Lest anyone becomes too excited at this early stage in the recovery, measures of underemployment remain understandably high, and monthly hours worked were still 3.4 per cent lower than a year earlier (largely due to a huge year-on-year decline in Victoria). 

In October the underemployment rate by 1.0 pts to 10.4 per cent, but that's still 1.9 pts higher than a year ago.

Wednesday 18 November 2020

Loan deferrals down 70pc

Deferrals easing

At the peak of the pandemic, more than 900,000 of loans were deferred, according to the Australian Banking Association.

The ABA reported that the equivalent figure has now fallen to under 300,000, following further solid progress into the month of November. 

The value of loans deferred by the top seven banks has dropped from around $250 billion to $87 billion.

Source: ABA

That's a decline of about 70 per cent from the pandemic's Antipodean peak.

Borderline y-axis 'chart crimes' aside, this represents further decent move in the right direction. 

Home loan deferrals outstanding have declined by more than two-thirds from the peak, from 496,139 to 145,250, with the remainder somewhat skewed towards loans of Victorian origination. 

Commonwealth Bank's Matt Comyn reported that housing demand has picked up due to record low rates and the potential for positive gearing, while the speed of the economic recovery looks set to surprise pleasantly to the upside for CBA, with GDP forecasts being revised up accordingly. 

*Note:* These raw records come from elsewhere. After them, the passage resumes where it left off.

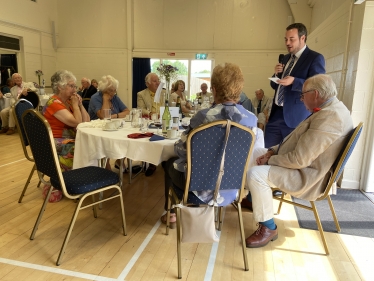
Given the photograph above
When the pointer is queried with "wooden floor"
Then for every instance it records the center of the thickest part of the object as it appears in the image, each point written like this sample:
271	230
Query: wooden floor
98	250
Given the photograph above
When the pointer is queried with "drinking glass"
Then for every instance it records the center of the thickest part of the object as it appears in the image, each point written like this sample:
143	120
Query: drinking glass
158	125
107	114
185	123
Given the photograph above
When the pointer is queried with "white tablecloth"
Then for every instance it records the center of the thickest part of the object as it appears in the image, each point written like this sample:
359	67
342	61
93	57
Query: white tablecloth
92	144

Jobs ads continue to rebound as Melbourne reopens

Job advertisement recovery

Job advertisements increased another 9,100 or 6 per cent in October, according to the Department of Employment, and now sit only 2 per cent lower than a year earlier.

Source: LMIP

This represents a serious recovery over the past six months.

New South Wales and Victoria have absorbed the brunt of the border closures when it comes to job advertisements.

Melbourne was especially hard hit by its lockdown, although Victoria started to record a rebound in job ads in October. 

Other states have fared relatively speaking much better, especially Western Australia where job vacancies are 25 per cent higher than a year earlier and at multi-year highs. 

Source: LMIP

There was effectively no wages increase in the September quarter, with the wage price index up just 0.1 per cent for the quarter and 1.4 per cent for the year.